Les jeunes gens sportifs sont un exemple de « bons risques ».
À l’instar de la monnaie, qui a immensément facilité les échanges de biens et de services, l’assurance est une grande invention. Elle permet à ses contractants de faire endosser par un tiers, en échange d’une prime fixe, le risque de pertes financières. Tout comme l’argent cependant, l’assurance a des effets secondaires indésirables qui ont pour noms sélection du risque et aléa moral.
Appliquée à l’assurance-maladie, la sélection du risque correspond au fait que les assurés qualifiés de « bons risques » choisissent les contrats les plus avantageux pour eux. Les assureurs-maladie, de leur côté, cherchent au moyen d’une publicité ciblée ainsi que d’une offre de prestations et d’un service clientèle adéquats à attirer ces bons risques et à écarter les « mauvais ». Avant la révision de la LAMal en 1996, les contrats collectifs conclus avec les employeurs étaient un instrument de sélection des risques, les personnes actives constituant généralement de bons risques. Depuis lors, cette pratique est interdite et la crainte d’une sélection a poussé le législateur à édicter de nouvelles règles.

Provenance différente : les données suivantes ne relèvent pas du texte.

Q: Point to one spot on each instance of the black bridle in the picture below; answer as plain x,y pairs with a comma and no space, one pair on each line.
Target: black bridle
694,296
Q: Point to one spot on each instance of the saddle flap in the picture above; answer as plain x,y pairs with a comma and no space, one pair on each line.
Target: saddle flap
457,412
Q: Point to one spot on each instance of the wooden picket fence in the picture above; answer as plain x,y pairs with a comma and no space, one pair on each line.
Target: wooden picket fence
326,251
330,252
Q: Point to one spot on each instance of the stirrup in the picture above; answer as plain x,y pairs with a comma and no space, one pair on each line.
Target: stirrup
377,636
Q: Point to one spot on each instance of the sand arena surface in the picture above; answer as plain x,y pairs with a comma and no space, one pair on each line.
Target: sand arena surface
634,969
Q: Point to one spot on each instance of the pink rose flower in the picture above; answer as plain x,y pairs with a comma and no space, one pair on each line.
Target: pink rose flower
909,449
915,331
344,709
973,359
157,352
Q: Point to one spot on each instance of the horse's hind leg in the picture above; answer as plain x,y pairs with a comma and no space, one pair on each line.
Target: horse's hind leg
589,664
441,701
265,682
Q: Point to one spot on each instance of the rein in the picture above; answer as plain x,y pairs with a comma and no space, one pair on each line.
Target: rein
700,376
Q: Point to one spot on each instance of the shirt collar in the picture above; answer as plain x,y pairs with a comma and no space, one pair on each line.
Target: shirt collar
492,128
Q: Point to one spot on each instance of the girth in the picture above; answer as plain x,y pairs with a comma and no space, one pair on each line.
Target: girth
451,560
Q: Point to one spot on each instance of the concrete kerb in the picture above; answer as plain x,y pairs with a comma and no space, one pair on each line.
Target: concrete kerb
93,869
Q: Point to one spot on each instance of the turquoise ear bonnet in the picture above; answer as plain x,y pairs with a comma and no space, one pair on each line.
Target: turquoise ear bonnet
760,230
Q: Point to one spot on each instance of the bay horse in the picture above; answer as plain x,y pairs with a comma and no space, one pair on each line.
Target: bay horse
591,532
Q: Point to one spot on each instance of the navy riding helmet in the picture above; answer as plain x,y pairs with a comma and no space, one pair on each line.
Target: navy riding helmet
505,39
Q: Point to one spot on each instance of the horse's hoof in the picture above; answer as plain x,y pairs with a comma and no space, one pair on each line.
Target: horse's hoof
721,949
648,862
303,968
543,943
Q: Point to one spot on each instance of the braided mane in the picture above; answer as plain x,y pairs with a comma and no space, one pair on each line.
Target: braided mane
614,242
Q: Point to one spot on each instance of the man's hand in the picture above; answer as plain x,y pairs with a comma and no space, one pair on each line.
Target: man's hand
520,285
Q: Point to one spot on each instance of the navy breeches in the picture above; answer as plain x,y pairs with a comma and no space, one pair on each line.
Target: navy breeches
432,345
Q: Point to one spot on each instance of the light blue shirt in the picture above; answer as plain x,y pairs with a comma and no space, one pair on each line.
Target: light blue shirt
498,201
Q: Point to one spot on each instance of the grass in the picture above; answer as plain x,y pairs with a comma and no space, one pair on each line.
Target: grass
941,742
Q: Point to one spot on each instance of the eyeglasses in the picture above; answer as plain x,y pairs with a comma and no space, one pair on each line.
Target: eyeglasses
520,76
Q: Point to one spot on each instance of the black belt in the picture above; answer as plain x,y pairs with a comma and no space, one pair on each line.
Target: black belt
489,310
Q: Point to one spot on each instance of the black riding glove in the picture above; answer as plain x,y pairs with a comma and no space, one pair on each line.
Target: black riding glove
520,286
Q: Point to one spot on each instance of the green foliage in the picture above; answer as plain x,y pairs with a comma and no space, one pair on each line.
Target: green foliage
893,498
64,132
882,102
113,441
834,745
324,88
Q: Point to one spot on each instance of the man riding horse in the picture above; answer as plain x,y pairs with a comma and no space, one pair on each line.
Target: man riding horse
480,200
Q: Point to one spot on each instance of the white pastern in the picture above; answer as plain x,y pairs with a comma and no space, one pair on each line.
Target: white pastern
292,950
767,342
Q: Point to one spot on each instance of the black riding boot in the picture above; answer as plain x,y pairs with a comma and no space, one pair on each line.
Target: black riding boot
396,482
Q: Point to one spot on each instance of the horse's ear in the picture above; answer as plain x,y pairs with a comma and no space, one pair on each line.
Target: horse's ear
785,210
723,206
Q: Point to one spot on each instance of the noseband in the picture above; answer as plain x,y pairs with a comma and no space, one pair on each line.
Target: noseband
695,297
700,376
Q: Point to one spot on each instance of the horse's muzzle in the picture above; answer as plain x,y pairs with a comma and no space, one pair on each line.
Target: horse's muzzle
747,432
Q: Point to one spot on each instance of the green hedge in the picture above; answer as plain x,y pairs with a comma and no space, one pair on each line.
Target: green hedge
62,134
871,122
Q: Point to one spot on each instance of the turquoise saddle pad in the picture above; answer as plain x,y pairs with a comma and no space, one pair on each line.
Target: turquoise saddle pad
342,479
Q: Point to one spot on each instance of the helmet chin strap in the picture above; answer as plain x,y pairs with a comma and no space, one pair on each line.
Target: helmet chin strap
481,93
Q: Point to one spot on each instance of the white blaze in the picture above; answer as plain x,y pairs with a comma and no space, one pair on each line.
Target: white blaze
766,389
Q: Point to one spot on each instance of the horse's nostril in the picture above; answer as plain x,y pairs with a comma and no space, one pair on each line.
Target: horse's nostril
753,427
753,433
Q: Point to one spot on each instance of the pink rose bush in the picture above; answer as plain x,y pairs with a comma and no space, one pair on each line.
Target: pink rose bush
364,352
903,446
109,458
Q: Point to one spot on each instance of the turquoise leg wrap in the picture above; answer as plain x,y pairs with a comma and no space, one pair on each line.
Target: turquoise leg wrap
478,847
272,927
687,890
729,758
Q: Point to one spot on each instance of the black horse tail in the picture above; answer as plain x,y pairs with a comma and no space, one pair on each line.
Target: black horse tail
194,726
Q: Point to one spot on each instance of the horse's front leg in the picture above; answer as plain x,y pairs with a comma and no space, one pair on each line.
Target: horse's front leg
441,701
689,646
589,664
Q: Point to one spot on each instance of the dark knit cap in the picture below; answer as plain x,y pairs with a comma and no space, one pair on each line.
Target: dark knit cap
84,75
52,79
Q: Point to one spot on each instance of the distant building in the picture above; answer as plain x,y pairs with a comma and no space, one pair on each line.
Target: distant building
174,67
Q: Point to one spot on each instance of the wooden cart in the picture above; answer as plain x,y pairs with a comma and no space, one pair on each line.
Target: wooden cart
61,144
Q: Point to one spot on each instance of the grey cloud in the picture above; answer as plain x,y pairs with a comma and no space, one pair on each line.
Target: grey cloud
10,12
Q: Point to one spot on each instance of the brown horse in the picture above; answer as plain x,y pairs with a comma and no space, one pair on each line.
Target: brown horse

La compensation des risques en est l’une des principales. Les assureurs ayant une proportion supérieure à la moyenne de bons risques doivent effectuer des versements au profit de ceux qui ont trop de mauvais. Ce procédé de renchérissement et d’atténuation artificiels des bons et des mauvais risques a donc pour but de neutraliser l’incitation à la sélection chez les assureurs comme parmi les assurés.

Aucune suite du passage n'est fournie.